The Messenger gives a Blessing at the end of the Monday Morning Huddle Meeting, July 8, 2019.
Marshall: Our minds are like a child that lives within us in relationship to Knowledge. And certainly with a child, you don’t want to overwork or overburden a child, but you also don’t want it to run wild and have no boundaries and to be unaccountable.
So it’s a really interesting way of looking at your personal mind, which is very valuable. I mean, it’s your child. But it needs wise and firm, compassionate oversight and definite limits and boundaries.
I remember hearing an interview with the Dali Lama when some kind of reporter asked, “Well, don’t you miss having intimacy and love relationships.” And he said, “Oh, I just don’t go there.”
And then he said, “In my life, my problems are small and my happiness is great. In your life, your problems are great and your happiness is small.”
So that restraint that he’s referring to is definitely a major component to gaining access to something far more important, not just in terms of meaning, but in terms of fulfillment and happiness.

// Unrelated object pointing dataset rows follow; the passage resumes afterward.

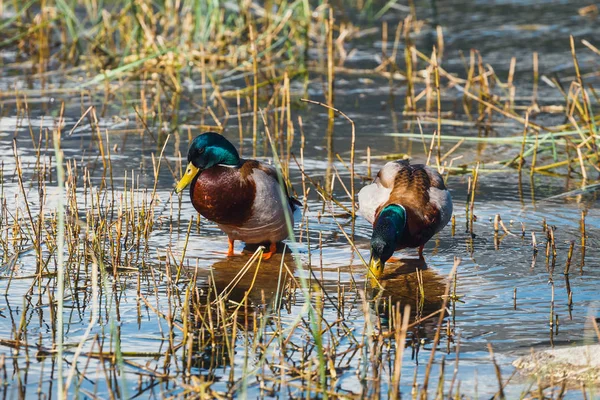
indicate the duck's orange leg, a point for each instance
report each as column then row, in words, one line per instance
column 272, row 250
column 230, row 252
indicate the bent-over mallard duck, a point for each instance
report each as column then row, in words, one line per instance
column 243, row 197
column 407, row 204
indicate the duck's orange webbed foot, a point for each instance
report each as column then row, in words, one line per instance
column 272, row 250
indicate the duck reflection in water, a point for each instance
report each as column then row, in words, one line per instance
column 236, row 291
column 409, row 282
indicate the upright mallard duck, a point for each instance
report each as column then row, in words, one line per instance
column 243, row 197
column 407, row 204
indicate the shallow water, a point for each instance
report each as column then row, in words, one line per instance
column 489, row 272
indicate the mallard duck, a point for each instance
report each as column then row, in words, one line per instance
column 243, row 197
column 407, row 204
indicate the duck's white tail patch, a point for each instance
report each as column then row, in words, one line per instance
column 370, row 198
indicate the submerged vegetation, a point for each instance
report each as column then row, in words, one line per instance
column 112, row 288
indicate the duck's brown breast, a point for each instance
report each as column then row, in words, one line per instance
column 224, row 195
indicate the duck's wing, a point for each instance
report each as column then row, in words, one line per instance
column 373, row 196
column 422, row 192
column 294, row 204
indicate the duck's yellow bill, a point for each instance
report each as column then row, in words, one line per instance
column 186, row 179
column 375, row 267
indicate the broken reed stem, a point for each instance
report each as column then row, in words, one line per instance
column 569, row 256
column 583, row 238
column 439, row 329
column 352, row 145
column 60, row 271
column 472, row 202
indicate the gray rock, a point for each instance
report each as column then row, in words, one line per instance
column 572, row 365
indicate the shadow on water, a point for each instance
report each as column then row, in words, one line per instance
column 410, row 282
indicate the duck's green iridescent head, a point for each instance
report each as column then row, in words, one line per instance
column 207, row 150
column 388, row 230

The other thing is you have to let your mind…If your mind’s a child, you have to let it play, have carefree time, and explore and be curious. I mean, just like you would want, if you were really being compassionate and attentive as a parent, these are the kinds of things you would want your child to have, these freedoms, and then within certain limits and constraints that are healthy and developmentally important, and not be subjected to undue stress or crises, which is why our burden of responsibility is not like the burden of responsibility that Knowledge within us carries.
That’s why we’re only shown certain things, but not everything.
Thank you Marshall for this teaching. It will come in handy more and more as time goes forward. Nasi Novare Coram
Thank you Marshall
This is a succinct yet comprehensive teaching on how to treat our minds. The parent-child analogy is great. It shows the similarities between the common ways we treat our children and our minds. We either spoil it, or too harsh with it. We either neglect it, or place it at the center of our life. Finding the right balance and relationship is something we all are learning. Thank you Marshall for the guidance.
Thank you – it should be the Dalai Lama (not Dali). How similar what he says to some of what the New Message teaches. Wonderful to see these overlaps.